Finding the Right Sites to Restore Wetlands
ISGS scientists are sharing the methods they use to locate wetland mitigation sites with the Illinois Environmental Protection Agency (IEPA), which supports the restoration and creation of wetlands for water-quality improvement. The methods were developed earlier through research sponsored by the Illinois Department of Transportation to meet that department's wetland mitigation needs.
Choosing the right wetland mitigation site is important because the hydrogeologic conditions needed to form wetlands are quite complex, and failure to meet wetland conditions is common. Project failures ma result in low-quality wetlands and high reconstruction costs.

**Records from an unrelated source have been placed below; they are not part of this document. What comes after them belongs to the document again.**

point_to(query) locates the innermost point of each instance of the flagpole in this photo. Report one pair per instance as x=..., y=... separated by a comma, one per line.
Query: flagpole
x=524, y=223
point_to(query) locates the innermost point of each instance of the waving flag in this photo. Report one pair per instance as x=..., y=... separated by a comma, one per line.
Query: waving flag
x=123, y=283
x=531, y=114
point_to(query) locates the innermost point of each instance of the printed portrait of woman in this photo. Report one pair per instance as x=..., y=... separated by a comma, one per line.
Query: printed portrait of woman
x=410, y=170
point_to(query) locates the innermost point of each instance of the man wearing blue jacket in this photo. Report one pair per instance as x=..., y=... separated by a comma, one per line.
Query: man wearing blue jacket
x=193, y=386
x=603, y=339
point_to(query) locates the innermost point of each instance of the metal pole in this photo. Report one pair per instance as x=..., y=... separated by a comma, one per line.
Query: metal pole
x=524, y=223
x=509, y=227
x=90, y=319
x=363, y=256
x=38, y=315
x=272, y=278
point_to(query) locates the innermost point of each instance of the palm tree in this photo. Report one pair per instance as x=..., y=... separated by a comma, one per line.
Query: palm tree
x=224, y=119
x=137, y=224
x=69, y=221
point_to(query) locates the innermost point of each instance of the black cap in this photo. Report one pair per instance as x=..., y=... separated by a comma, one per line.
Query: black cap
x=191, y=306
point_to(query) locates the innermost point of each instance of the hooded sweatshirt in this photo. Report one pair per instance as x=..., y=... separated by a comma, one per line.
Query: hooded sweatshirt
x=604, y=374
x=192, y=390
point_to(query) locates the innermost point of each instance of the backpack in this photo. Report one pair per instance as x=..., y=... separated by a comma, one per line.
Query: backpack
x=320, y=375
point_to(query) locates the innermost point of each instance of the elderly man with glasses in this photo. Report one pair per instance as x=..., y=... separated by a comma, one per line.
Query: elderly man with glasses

Survey scientists prepared a report explaining the ISGS screening process they used in a project funded by the IEPA. ISGS hydrogeologists rapidly evaluate candidate sites by examining the site's hydrogeology, landscape setting, soil, and plant types and by studying manmade changes to the site's groundwater and surface water.
Because it is easier to restore wetlands than to create them on nonwetland areas, scientists try to determine if a site had been a wetland before it was settled and drained. Scientists also attempt to determine whether the wetland would be restored by undoing the drains. If not, a nearby wetland with a similar setting could be studied as a model for creating wetlands on the candidate parcel. If the area had not been a wetland in the past and there are no wetlands nearby to use as a model, the risk of project failure would be high and the candidate site would not be recommended.
Because wetlands perform so many valuable functions, including wildlife habitat, flood storage, and nutrient reduction, ISGS scientists expect that their methods will be useful to others who are interested in creating or restoring wetlands, including governmental agencies, consultants, and the general public.